In my disk I have placed some documents within the file path /app/data/raw within subfolders of their respective categories. The code will create 1 vector database within /app/data/chroma, along with a collection for each category of documents.

In Chroma collections are the grouping mechanism for embeddings, documents, and metadata. This will allow us to pass collection names to perform our similarity search on instead of searching through the entire database each time a prompt is parsed.

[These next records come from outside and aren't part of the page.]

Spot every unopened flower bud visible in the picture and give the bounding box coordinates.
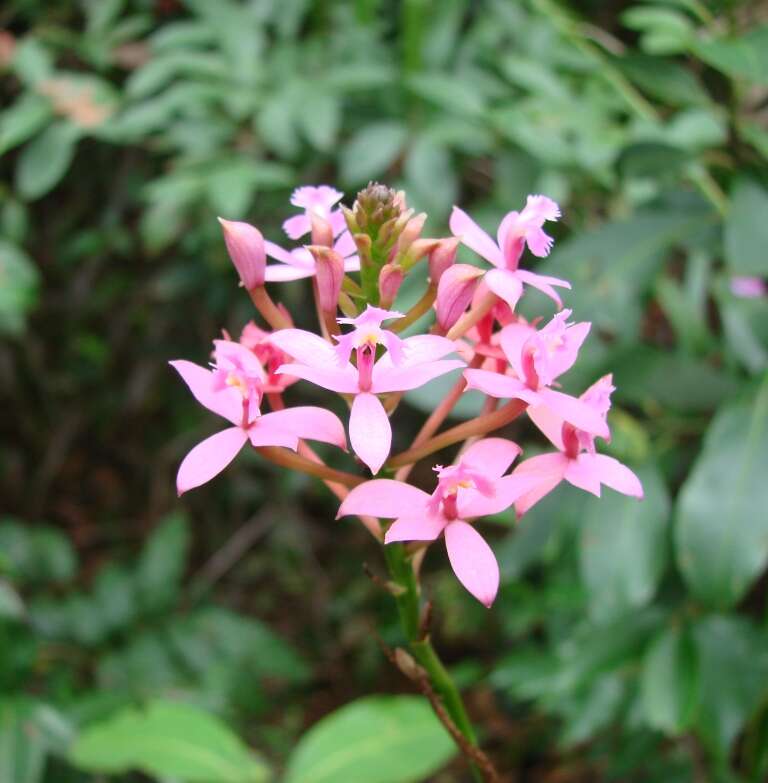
[307,245,344,315]
[429,237,459,285]
[379,264,405,309]
[309,212,333,247]
[435,264,485,332]
[219,218,267,291]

for col in chroma_client.list_collections():
    print(f"Number of docs in Collection {col.name} : {len(chroma_client.get_collection(col.name).get()['metadatas'])}")
Number of docs in Collection statistics : 2513
Number of docs in Collection baby_names : 26355
Number of docs in Collection aiml : 14713
Number of docs in Collection valve : 82
Number of docs in Collection programming : 10469

We see that 5 different collections are stored in our vector database along with their respective number of chunks.

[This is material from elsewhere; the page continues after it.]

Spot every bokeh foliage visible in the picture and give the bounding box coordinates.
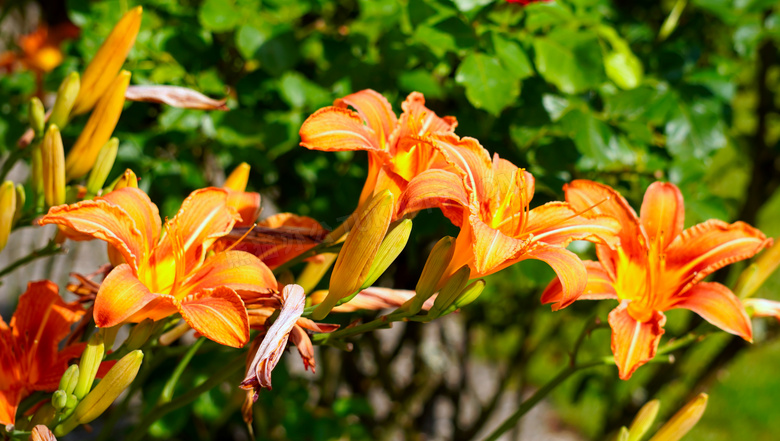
[0,0,780,439]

Similar to what we did with the entire vectorstore before, now query a specific collection for our relevant context instead.

import chromadb
# Load chroma database and collection
folder_path = 'app/data'
chroma_client = chromadb.PersistentClient(path=folder_path+'/chroma')
vectorstore = Chroma(
    client=chroma_client,
    collection_name="valve",
    embedding_function=embedding_function
)

# Our user prompt
query_text = 'what is valve?'

# Search vectorstore for top k most relevant chunks
results = vectorstore.similarity_search_with_relevance_scores(query_text, k=4)
if results[0][1] < 0.2 :
    print(f'Unable to find good matching results, highest similarity score found is {results[0][1]}')
    
context_text = "\n---\n".join([doc.page_content for doc, _score in results])

# Prompt with rag
prompt_rag = f"""Answer the question using the following context:

{context_text}

---

Answer the question based on the above context: {query_text}"""
response_rag = ollama.generate(llm_model, prompt_rag)
output_rag = response_rag['response']
print(f"Time taken to generate response with RAG: {response_rag['eval_duration'] / 10 ** 9 :.3f}s \n")
print(output_rag)
print('\n******************************************\n')
Time taken to generate response with RAG: 1.821s 

Valve is a self-funded entertainment content-producing company that focuses on providing an incredibly unique and dynamic work environment for its employees. It operates with fluid roles and places emphasis on continually improving and innovating, while always prioritizing the best interests of its customers and employees. The company owns all of its intellectual property and has never brought in outside financing since its early days, giving it the freedom to shape the company and its business practices according to its own vision.

******************************************

It works! With this we will be able to prompt our LLM and search for relevant context within our collections to aid the model in generating higher quality responses to our questions.

4. Conclusion

In this notebook we have explored running an LLM locally, and creating a vector database for our documents that will be used in RAG to generate higher quality responses. This combines the power of a simple similarity search for relevant documentation with the capabilities of an LLM that can rephrase parts of our documents into a more digestable format.